Here we re-analysed public metagenomic data from 101 patients infected with influenza A virus 
(HIN1), collected by the Pasteur Institute in France between 2007 and 2012, spanning five 
consecutive flu seasons [1]. In 22 (21.78%) out of the 101 patient samples, we identified genomic 
fragments of SARS-associated coronavirus (SARS-CoV) with different proportions (0.0003% ~ 
0.6127%) (Table S1). For 3 samples with sequencing depth >30 and genome coverage >99% 
(ERR1091908, ERR1091910, and ERR1091914), we were able to assemble the complete SARS 
genomes (Table S1).
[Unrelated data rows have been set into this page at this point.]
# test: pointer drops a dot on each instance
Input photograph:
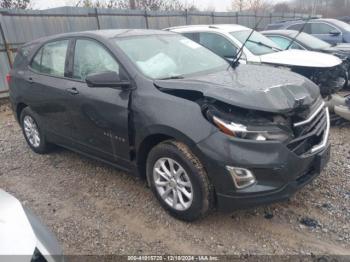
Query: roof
(213, 27)
(107, 34)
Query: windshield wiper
(268, 46)
(173, 77)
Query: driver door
(100, 115)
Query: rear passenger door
(100, 115)
(47, 95)
(326, 32)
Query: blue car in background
(330, 30)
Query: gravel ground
(95, 209)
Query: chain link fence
(20, 26)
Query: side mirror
(334, 32)
(106, 79)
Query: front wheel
(179, 181)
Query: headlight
(254, 133)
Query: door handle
(30, 80)
(72, 91)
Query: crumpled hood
(262, 88)
(301, 58)
(341, 47)
(21, 232)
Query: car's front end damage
(267, 144)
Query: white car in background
(226, 40)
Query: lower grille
(311, 135)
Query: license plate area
(322, 159)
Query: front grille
(311, 134)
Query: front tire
(179, 181)
(32, 131)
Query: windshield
(311, 41)
(258, 44)
(169, 56)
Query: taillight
(8, 78)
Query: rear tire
(179, 181)
(32, 131)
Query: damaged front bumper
(278, 170)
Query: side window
(282, 42)
(51, 58)
(298, 27)
(321, 28)
(91, 58)
(218, 44)
(296, 46)
(36, 62)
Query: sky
(220, 5)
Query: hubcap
(31, 131)
(173, 184)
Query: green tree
(21, 4)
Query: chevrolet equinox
(203, 134)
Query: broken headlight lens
(254, 133)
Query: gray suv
(332, 31)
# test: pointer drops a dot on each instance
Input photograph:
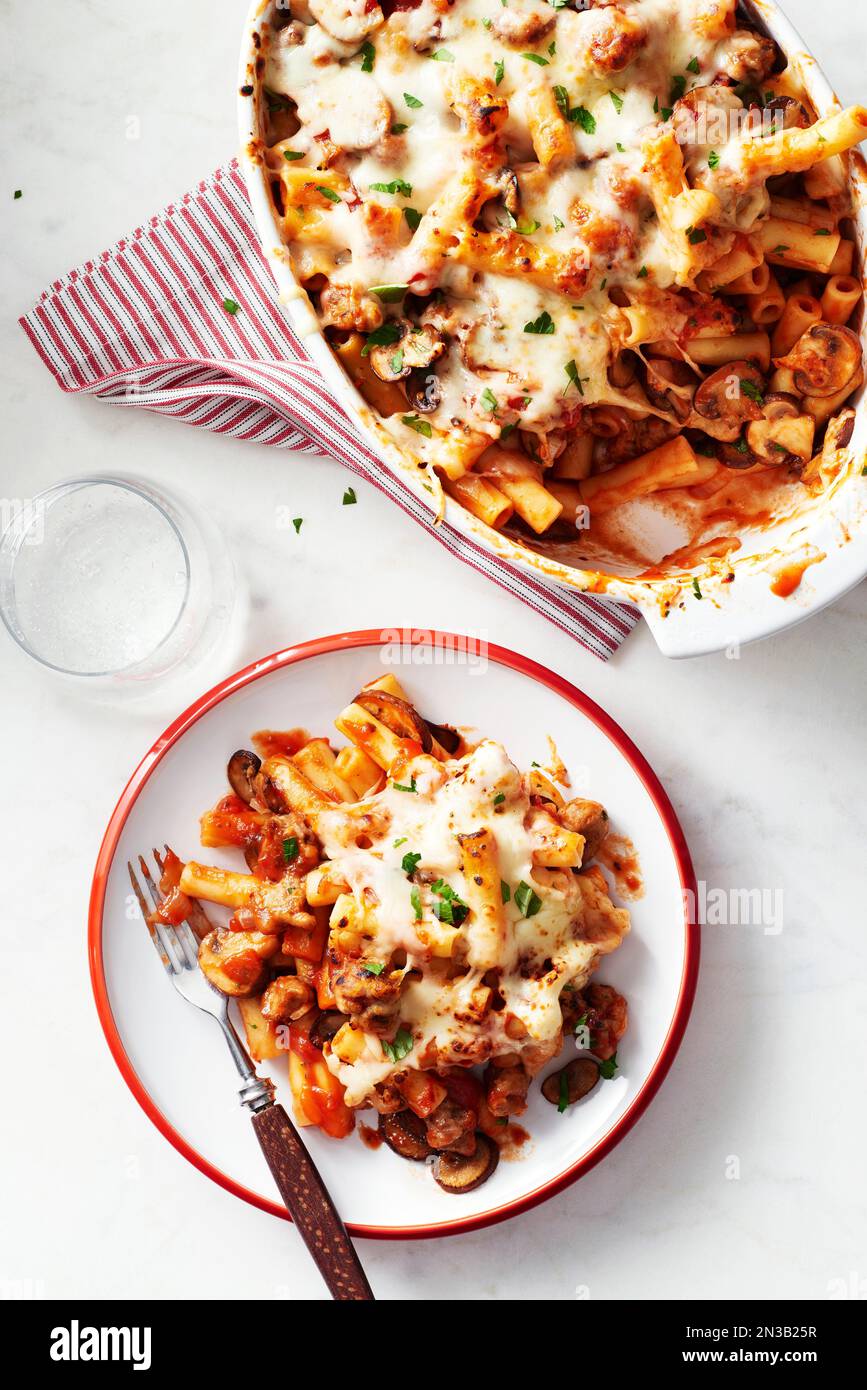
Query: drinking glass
(111, 583)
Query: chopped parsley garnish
(563, 1101)
(527, 900)
(750, 389)
(424, 428)
(452, 909)
(389, 293)
(574, 380)
(388, 332)
(580, 116)
(400, 787)
(400, 1047)
(543, 324)
(398, 185)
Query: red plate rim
(502, 656)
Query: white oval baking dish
(828, 533)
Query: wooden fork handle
(310, 1207)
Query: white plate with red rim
(172, 1057)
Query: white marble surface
(763, 758)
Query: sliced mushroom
(396, 715)
(242, 772)
(824, 360)
(346, 20)
(748, 56)
(588, 819)
(327, 1026)
(405, 1133)
(234, 962)
(571, 1083)
(670, 385)
(424, 389)
(417, 346)
(463, 1173)
(448, 737)
(787, 113)
(285, 1000)
(784, 432)
(731, 394)
(510, 191)
(737, 455)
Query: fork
(295, 1173)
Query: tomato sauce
(789, 576)
(273, 742)
(620, 858)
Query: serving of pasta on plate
(574, 256)
(418, 929)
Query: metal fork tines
(178, 950)
(295, 1173)
(177, 947)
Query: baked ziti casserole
(418, 929)
(571, 253)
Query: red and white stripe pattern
(145, 324)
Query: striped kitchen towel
(150, 324)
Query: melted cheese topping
(380, 100)
(443, 1000)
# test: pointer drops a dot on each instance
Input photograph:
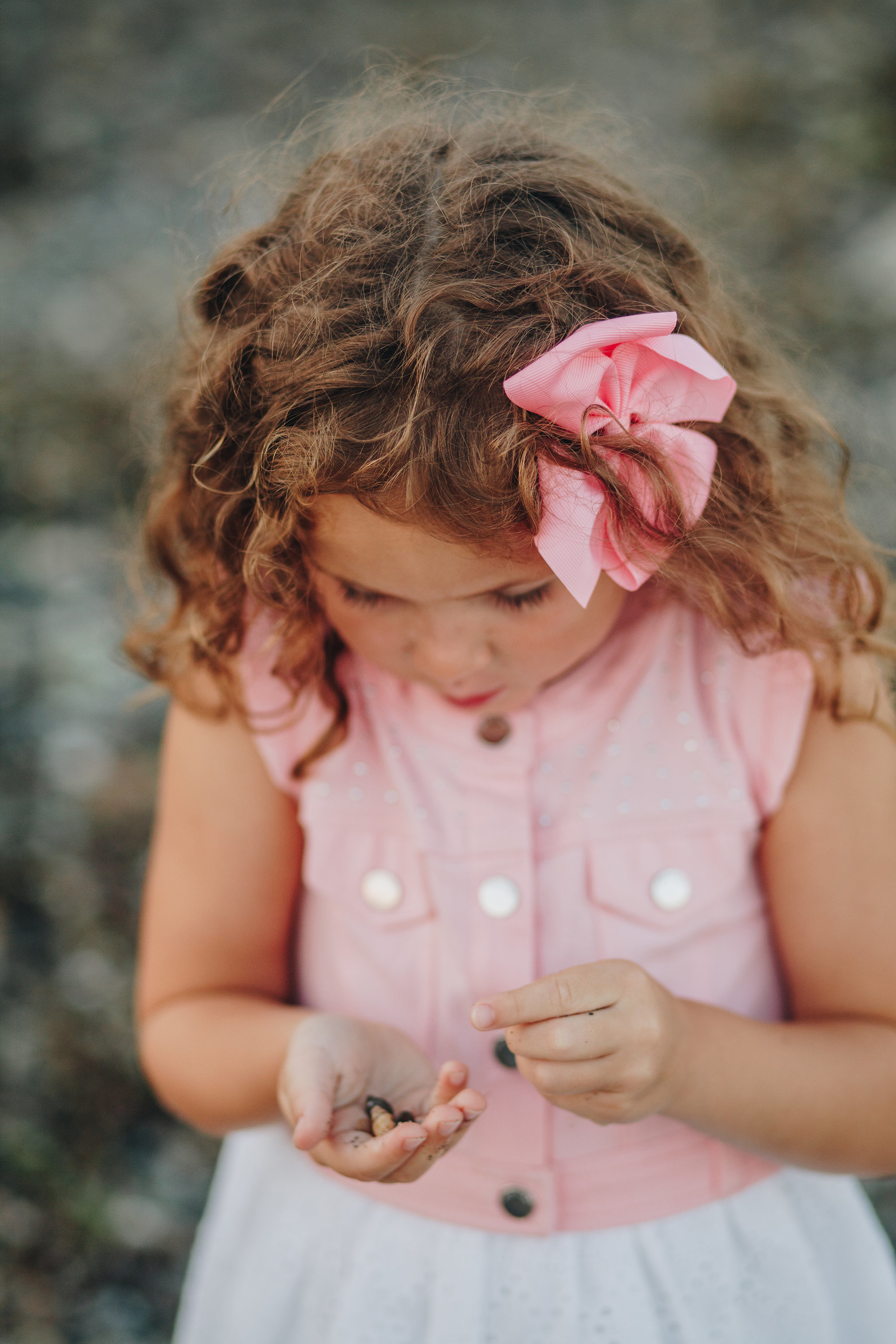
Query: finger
(356, 1155)
(445, 1129)
(578, 990)
(560, 1080)
(307, 1095)
(590, 1035)
(450, 1081)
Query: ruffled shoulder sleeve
(770, 701)
(284, 729)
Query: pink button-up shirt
(618, 819)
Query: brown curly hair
(358, 343)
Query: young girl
(528, 772)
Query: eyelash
(518, 602)
(522, 600)
(359, 598)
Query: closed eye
(362, 597)
(519, 601)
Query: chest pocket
(370, 878)
(366, 930)
(687, 906)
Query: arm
(609, 1043)
(220, 1041)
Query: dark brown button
(504, 1054)
(495, 730)
(518, 1202)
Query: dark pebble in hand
(376, 1101)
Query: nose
(449, 651)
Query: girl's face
(483, 629)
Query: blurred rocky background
(770, 128)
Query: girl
(528, 771)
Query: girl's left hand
(602, 1041)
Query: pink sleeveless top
(618, 819)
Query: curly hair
(358, 343)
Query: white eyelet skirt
(287, 1257)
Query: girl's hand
(601, 1041)
(334, 1064)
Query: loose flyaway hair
(358, 343)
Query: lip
(473, 702)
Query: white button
(499, 897)
(671, 889)
(381, 889)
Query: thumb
(305, 1095)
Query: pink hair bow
(629, 373)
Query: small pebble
(381, 1116)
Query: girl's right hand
(334, 1064)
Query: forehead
(402, 560)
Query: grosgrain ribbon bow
(633, 374)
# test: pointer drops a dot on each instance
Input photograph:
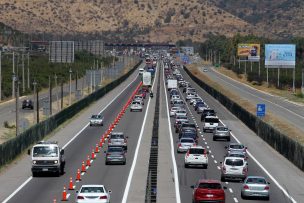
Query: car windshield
(211, 120)
(187, 141)
(117, 136)
(92, 190)
(196, 151)
(45, 151)
(256, 181)
(210, 186)
(115, 149)
(234, 162)
(237, 146)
These genomes have different numbers of mutations ranging from 10 to 116 
compared with the SARS-CoV reference genome (NC_004718.3, see Table S1). In addition, the 
samples collected during the same flu season share similar mutations, while samples from different 
flu seasons possess different sets of mutations (Figure S1, Table 1), suggesting that distinct SARS- 


CoV strains existed in different flu seasons in France. 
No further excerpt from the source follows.